トランプ大統領は就任後100日以内に迅速な行動を起こし、経済成長を後押しする政策を次々と打ち出した。ホワイトハウスの統計によれば、各大企業やファンド会社は、総額約8兆ドルの投資を約束した。具体的には、アップルが5千億ドルを製造と人材育成に、エヌビディア(NVIDIA)が5千億ドルをAI基盤の構築に投入する計画である。さらに、OpenAI、オラクル(Oracle)、ソフトバンク(SoftBank)なども合わせて5千億ドルの投資を表明した。
トランプ氏はまた、大統領令により石油・ガス探査の規制を緩和し、アラスカ北極国立野生生物保護区(ANWR)での掘削を許可した。
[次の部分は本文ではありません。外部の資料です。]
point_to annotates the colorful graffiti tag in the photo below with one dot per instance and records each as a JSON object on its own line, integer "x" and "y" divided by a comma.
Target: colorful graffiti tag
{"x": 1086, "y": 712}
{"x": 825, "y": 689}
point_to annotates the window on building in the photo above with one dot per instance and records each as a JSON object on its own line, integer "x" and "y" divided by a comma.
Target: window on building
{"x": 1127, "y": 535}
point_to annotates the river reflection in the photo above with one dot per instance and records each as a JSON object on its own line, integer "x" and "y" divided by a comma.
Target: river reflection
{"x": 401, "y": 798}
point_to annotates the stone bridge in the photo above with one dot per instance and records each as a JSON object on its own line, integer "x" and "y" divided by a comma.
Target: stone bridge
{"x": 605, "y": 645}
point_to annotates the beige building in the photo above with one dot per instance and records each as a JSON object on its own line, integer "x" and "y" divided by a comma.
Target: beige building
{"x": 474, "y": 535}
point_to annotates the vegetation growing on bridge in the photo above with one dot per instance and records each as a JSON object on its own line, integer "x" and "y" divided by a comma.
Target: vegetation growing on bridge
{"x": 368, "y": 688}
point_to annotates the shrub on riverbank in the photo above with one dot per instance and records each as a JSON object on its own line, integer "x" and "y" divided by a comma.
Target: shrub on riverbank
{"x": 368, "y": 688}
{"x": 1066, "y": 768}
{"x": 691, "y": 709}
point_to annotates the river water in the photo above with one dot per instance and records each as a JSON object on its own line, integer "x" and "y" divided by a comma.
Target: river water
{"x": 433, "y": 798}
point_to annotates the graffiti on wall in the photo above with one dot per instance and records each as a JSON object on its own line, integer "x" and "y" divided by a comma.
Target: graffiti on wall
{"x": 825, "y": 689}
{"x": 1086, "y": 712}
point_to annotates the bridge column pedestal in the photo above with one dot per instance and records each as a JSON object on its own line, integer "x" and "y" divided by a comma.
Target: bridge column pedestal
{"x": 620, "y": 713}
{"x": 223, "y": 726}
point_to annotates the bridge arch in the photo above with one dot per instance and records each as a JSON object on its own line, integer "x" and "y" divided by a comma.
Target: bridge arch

加えて、バイデン政権下で導入された電気自動車補助金やインフレ抑制法に基づく再生可能エネルギー支援制度を廃止し、伝統的エネルギーと製造業への投資意欲を高めた。
さらに、「減税・雇用法(TCJA)」の延長を計画し、個人所得税の減税および法人税率を21%から15%へ引き下げる提案を行い、これにより企業の収益力が向上し、ゴールドマン・サックスの推計では、S&P500企業の利益が、法人税率引き下げによって、5ポイント上昇する見通しであるという。
第四に、トランプ大統領の関税政策は、一定の不確実性をもたらしているが、その一方で国内製造業への投資を後押しする効果を持っている。長年、アメリカの製造業は、国外に流出し、経済の輸入依存度が高まっていたが、トランプ政権の政策により、国内生産への回帰が加速している。
これらの巨額な投資は、今後数年間で実現し、アメリカ経済の強固な成長エンジンの主機能としての存在が、期待とともに明かされるであろう。